The fact that we have built a website in protest, which is currently well-visited, advising people of these appalling instances of mismanagement and institutional aggression towards our children, will also open the school to further financial losses, if more people decide to pass over the school as a viable choice for their children. We also know of at least one parent who has withdrawn from school life because, in their words “there was bullying, and the school did not deal with it properly”. Several others have told us that they are “on the fence at the moment.”
At any rate we can observe that indeed, by their actions, Management and College have ensured that the school has already been opened up to both financial loss and legal risk and as at some stage the school will be called upon to answer for these actions in a legal framework, which has implications for all school entities, including yourselves.
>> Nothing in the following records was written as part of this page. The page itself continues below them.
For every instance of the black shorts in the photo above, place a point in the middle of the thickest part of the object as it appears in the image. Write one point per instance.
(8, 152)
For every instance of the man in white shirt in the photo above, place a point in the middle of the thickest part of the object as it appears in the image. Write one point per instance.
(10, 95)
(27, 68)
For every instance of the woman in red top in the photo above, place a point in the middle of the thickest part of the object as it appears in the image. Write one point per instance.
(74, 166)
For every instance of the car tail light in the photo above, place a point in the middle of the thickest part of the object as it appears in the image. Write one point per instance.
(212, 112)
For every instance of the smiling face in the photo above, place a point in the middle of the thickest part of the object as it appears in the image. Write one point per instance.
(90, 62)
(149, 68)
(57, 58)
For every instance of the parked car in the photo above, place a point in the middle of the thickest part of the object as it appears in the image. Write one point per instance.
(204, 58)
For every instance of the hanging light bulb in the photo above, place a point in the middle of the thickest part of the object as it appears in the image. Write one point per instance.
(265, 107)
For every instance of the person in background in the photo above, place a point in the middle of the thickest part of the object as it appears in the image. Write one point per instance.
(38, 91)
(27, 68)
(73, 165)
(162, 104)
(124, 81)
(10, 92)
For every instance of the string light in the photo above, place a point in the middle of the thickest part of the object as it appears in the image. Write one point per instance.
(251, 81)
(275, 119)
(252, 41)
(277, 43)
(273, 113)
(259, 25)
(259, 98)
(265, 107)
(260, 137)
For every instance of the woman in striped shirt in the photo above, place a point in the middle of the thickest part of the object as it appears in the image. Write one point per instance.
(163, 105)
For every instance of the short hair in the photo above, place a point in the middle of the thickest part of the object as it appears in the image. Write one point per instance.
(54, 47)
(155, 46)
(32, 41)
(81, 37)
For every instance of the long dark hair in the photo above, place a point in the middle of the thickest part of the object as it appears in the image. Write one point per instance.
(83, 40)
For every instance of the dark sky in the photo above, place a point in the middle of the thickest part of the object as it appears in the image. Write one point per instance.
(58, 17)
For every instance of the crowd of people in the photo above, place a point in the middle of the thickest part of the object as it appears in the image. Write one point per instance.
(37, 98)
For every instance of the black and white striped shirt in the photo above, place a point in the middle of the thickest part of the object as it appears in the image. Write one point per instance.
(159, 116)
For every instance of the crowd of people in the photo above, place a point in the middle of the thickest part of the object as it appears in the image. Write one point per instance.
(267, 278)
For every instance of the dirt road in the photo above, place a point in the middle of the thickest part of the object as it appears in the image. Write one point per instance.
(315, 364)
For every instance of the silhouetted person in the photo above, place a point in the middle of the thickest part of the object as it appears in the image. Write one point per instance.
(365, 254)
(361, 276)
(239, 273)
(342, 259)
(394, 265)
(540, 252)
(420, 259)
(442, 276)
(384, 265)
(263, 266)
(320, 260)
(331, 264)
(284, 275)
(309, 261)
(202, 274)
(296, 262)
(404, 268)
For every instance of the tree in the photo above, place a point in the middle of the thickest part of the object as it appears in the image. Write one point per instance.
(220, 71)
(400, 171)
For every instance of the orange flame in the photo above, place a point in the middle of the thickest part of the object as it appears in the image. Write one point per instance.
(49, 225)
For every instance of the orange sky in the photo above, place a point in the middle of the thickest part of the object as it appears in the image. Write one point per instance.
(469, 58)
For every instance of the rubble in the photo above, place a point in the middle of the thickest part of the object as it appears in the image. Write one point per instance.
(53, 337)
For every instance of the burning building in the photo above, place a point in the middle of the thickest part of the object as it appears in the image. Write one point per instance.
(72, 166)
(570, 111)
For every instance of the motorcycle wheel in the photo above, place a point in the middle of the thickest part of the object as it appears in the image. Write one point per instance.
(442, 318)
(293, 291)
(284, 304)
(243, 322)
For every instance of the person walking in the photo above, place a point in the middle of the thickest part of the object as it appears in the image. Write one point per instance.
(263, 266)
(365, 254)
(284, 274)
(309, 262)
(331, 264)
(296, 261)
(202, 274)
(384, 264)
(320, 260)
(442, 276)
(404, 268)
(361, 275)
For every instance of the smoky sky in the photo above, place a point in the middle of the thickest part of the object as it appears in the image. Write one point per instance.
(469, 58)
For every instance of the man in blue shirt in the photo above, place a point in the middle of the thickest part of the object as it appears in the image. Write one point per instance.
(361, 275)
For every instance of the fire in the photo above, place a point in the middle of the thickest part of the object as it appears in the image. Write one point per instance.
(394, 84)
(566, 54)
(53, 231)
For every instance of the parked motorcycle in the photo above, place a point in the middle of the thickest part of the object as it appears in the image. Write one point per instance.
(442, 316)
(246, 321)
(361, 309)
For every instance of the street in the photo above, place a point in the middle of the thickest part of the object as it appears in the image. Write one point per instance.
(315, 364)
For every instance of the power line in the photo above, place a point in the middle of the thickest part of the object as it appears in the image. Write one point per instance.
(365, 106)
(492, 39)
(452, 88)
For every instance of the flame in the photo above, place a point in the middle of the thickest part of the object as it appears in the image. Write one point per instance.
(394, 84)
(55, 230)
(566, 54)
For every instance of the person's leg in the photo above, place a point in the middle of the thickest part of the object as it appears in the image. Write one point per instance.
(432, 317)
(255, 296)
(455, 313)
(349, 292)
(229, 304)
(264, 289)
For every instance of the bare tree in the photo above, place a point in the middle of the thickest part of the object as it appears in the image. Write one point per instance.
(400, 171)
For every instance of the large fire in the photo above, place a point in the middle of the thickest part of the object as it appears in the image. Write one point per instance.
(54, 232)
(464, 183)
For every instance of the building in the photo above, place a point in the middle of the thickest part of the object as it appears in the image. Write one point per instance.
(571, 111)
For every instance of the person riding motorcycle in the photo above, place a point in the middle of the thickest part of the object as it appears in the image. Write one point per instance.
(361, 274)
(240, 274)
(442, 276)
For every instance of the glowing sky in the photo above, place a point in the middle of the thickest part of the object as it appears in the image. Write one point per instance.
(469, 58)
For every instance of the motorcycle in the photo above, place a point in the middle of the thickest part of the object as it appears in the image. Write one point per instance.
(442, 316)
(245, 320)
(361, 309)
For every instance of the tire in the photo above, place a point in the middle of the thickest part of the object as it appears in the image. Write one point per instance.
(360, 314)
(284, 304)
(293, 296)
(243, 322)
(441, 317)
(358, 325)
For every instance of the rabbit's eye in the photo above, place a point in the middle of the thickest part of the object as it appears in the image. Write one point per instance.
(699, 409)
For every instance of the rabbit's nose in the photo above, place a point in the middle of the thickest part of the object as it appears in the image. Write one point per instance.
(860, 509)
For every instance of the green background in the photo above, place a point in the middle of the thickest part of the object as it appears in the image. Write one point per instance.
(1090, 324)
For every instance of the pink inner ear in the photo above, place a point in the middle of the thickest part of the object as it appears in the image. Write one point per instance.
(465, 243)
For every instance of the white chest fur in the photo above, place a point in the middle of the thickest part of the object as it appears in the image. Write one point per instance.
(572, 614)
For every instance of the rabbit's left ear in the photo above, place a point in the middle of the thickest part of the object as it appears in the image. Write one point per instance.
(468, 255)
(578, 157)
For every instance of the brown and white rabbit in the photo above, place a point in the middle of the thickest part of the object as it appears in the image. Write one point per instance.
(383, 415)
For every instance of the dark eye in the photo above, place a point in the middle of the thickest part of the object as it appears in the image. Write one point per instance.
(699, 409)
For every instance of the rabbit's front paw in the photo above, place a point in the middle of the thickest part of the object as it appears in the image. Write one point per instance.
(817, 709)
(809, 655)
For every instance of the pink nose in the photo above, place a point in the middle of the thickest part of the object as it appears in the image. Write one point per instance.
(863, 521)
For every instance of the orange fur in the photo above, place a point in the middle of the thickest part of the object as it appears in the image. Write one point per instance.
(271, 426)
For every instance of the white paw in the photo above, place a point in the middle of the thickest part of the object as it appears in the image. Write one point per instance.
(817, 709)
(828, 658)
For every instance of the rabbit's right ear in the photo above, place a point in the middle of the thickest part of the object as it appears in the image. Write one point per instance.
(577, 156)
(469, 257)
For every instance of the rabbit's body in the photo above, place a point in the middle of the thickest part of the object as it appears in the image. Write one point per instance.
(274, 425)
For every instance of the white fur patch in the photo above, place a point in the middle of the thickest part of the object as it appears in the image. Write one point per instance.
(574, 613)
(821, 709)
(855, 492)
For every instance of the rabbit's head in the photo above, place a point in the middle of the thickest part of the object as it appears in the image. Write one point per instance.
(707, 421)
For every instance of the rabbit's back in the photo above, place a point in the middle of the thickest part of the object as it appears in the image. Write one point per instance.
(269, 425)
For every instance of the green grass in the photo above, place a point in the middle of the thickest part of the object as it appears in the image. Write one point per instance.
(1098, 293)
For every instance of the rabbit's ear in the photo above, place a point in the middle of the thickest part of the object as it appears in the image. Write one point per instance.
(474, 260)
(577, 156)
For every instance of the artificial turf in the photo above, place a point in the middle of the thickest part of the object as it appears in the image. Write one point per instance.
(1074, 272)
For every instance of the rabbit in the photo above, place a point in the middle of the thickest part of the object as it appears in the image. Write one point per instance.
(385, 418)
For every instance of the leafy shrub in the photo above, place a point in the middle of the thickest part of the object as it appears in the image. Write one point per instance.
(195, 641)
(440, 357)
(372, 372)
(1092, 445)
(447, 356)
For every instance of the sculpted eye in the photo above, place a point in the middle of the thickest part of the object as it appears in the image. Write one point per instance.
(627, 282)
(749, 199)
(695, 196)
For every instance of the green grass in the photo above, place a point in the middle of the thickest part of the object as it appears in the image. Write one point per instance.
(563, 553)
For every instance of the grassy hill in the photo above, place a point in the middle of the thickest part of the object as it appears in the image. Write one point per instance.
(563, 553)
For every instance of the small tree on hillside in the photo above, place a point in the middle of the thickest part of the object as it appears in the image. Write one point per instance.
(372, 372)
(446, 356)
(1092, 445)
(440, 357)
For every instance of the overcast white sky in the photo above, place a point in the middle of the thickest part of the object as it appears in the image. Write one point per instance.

If all the school entities, CoT, management and trustees, are so prepared to risk financial loss and legal action to avoid confronting the acts of harassment and assault perpetrated by a few pupils and very largely one or two boys, then either management is simply completely inept, or we must suspect that there is some extremely powerful agenda operating.
Because this agenda is not overt, we can only ponder the implications of such an observation, pending enquiry.
We note that none of our legitimate questions in this matter have been properly addressed, we have not been accorded even basic human dignity in this matter, being treated less like human beings and more like a bad case of the flu. A meeting was held last night to discuss us, in our absence, which we find both sinister and further provocation to act.
We note that Sue Russell of the Federation will be discussing some of these issues with members of College on Thursday, as we have asked her to examine the situation in the light of the very real possibility that actions at this one small school can now risk damage to the reputation of Steiner Education generally.
As one visitor to our web site put it, “what was presented I find disturbing, and if true, and as a Steiner School .. they have stained the cloak of a humane and large international organisation.”